Updating Statistics Fixes Poor SQL Server Query Performance

on June 24, 2013


This article is about product behaviors that have surprised a lot of people after upgrading to SQL Server 2012. There is nothing worse than successfully upgrading your environment and then having end users blame the upgrade for poor query performance. Proactive attention to post-upgrade issues lessens the risk that your careful planning and hard work will be tainted by post-upgrade problems.

A possible reason for poor query performance after upgrading to SQL Server 2012 is that the old statistics are considered outdated and cannot be used by the query optimizer. For most situations, this should not be an issue as long as you have enabled the auto-update statistics and autocreate statistics options. This enables statistics to be automatically updated by default when needed for query compilation. The statistics built from these features are built only from data sampling. Therefore, they can be less accurate than statistics built from the entire dataset. In databases with large tables, or in tables where previous statistics were created with fullscan, the difference in quality may cause the SQL Server 2012 query optimizer to produce a suboptimal query plan.

NOTE:

With SQL Server 2012, when you create an index, the statistics use the query optimizer’s default sampling algorithm.

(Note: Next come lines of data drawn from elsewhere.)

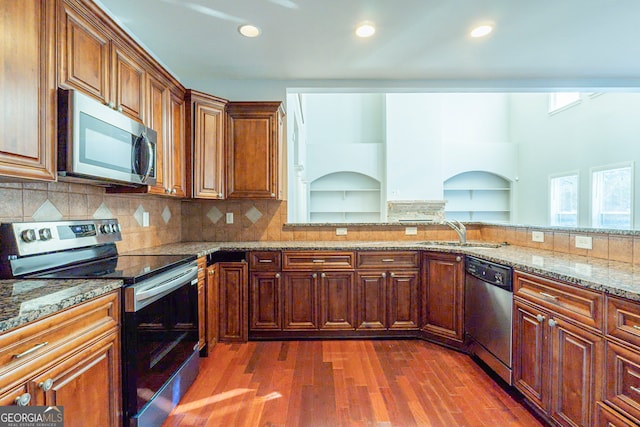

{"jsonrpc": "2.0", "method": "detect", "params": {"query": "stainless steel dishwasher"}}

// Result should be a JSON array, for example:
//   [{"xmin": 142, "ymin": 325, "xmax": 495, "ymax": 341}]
[{"xmin": 465, "ymin": 256, "xmax": 513, "ymax": 385}]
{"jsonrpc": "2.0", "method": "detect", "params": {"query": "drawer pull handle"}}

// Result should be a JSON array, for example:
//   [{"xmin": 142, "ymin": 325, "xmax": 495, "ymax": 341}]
[
  {"xmin": 632, "ymin": 325, "xmax": 640, "ymax": 330},
  {"xmin": 15, "ymin": 393, "xmax": 31, "ymax": 406},
  {"xmin": 631, "ymin": 386, "xmax": 640, "ymax": 394},
  {"xmin": 382, "ymin": 259, "xmax": 394, "ymax": 262},
  {"xmin": 39, "ymin": 379, "xmax": 54, "ymax": 392},
  {"xmin": 539, "ymin": 292, "xmax": 558, "ymax": 300},
  {"xmin": 13, "ymin": 342, "xmax": 48, "ymax": 359},
  {"xmin": 312, "ymin": 259, "xmax": 325, "ymax": 263},
  {"xmin": 259, "ymin": 259, "xmax": 273, "ymax": 263}
]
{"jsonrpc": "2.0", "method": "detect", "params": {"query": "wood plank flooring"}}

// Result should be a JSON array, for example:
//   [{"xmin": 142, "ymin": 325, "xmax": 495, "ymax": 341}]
[{"xmin": 161, "ymin": 340, "xmax": 545, "ymax": 427}]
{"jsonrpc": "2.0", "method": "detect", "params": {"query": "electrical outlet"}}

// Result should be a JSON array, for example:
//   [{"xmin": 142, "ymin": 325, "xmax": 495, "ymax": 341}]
[
  {"xmin": 575, "ymin": 235, "xmax": 593, "ymax": 250},
  {"xmin": 335, "ymin": 227, "xmax": 347, "ymax": 236},
  {"xmin": 142, "ymin": 212, "xmax": 150, "ymax": 227},
  {"xmin": 226, "ymin": 212, "xmax": 234, "ymax": 224},
  {"xmin": 531, "ymin": 231, "xmax": 544, "ymax": 242},
  {"xmin": 405, "ymin": 227, "xmax": 418, "ymax": 236}
]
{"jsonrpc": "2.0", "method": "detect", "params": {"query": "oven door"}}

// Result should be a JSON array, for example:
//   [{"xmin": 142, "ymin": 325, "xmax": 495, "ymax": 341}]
[{"xmin": 122, "ymin": 263, "xmax": 199, "ymax": 420}]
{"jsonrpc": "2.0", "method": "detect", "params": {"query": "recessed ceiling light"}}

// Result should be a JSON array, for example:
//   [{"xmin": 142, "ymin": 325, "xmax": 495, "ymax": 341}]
[
  {"xmin": 470, "ymin": 24, "xmax": 493, "ymax": 38},
  {"xmin": 238, "ymin": 24, "xmax": 261, "ymax": 38},
  {"xmin": 355, "ymin": 23, "xmax": 376, "ymax": 38}
]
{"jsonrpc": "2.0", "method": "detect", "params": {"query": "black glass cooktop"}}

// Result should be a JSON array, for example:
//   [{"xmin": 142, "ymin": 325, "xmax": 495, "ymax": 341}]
[{"xmin": 31, "ymin": 254, "xmax": 196, "ymax": 284}]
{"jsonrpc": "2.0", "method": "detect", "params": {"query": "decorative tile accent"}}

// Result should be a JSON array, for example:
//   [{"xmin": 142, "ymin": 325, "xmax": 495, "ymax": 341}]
[
  {"xmin": 161, "ymin": 206, "xmax": 172, "ymax": 224},
  {"xmin": 32, "ymin": 200, "xmax": 63, "ymax": 221},
  {"xmin": 206, "ymin": 206, "xmax": 223, "ymax": 224},
  {"xmin": 133, "ymin": 204, "xmax": 147, "ymax": 226},
  {"xmin": 93, "ymin": 203, "xmax": 113, "ymax": 219},
  {"xmin": 245, "ymin": 206, "xmax": 263, "ymax": 224},
  {"xmin": 387, "ymin": 200, "xmax": 446, "ymax": 222}
]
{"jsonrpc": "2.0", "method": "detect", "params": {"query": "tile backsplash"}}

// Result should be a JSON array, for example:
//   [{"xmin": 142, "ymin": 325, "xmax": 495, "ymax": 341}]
[{"xmin": 0, "ymin": 182, "xmax": 181, "ymax": 253}]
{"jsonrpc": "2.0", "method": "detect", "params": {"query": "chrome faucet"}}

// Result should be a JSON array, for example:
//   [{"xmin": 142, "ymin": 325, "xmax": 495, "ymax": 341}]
[{"xmin": 442, "ymin": 219, "xmax": 467, "ymax": 244}]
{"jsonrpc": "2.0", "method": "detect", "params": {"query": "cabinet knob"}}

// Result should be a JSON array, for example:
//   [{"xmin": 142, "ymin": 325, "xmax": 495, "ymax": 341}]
[
  {"xmin": 321, "ymin": 273, "xmax": 326, "ymax": 278},
  {"xmin": 381, "ymin": 272, "xmax": 386, "ymax": 278},
  {"xmin": 171, "ymin": 188, "xmax": 177, "ymax": 195},
  {"xmin": 275, "ymin": 273, "xmax": 280, "ymax": 278},
  {"xmin": 117, "ymin": 105, "xmax": 123, "ymax": 113},
  {"xmin": 39, "ymin": 379, "xmax": 54, "ymax": 392},
  {"xmin": 456, "ymin": 256, "xmax": 462, "ymax": 262},
  {"xmin": 165, "ymin": 188, "xmax": 171, "ymax": 194},
  {"xmin": 390, "ymin": 272, "xmax": 396, "ymax": 278},
  {"xmin": 108, "ymin": 102, "xmax": 115, "ymax": 109},
  {"xmin": 209, "ymin": 270, "xmax": 215, "ymax": 276},
  {"xmin": 15, "ymin": 393, "xmax": 31, "ymax": 406},
  {"xmin": 312, "ymin": 273, "xmax": 317, "ymax": 279},
  {"xmin": 548, "ymin": 319, "xmax": 558, "ymax": 328},
  {"xmin": 271, "ymin": 193, "xmax": 275, "ymax": 197},
  {"xmin": 536, "ymin": 314, "xmax": 545, "ymax": 323}
]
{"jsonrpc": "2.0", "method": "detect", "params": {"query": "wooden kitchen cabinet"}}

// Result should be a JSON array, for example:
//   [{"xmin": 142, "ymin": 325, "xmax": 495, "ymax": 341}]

To mitigate this issue, you should immediately update the statistics after upgrading to SQL Server 2012.

Using sp_updatestats with the resample argument rebuilds statistics based on an inherited sampling ratio for all existing statistics. Typically, that is a full sample for index-based statistics and sampled statistics for the rest of the columns. An additional benefit that you could gain from this process is that if the data is less than 8MB (the minimum sampling size), the statistics are also built with fullscan.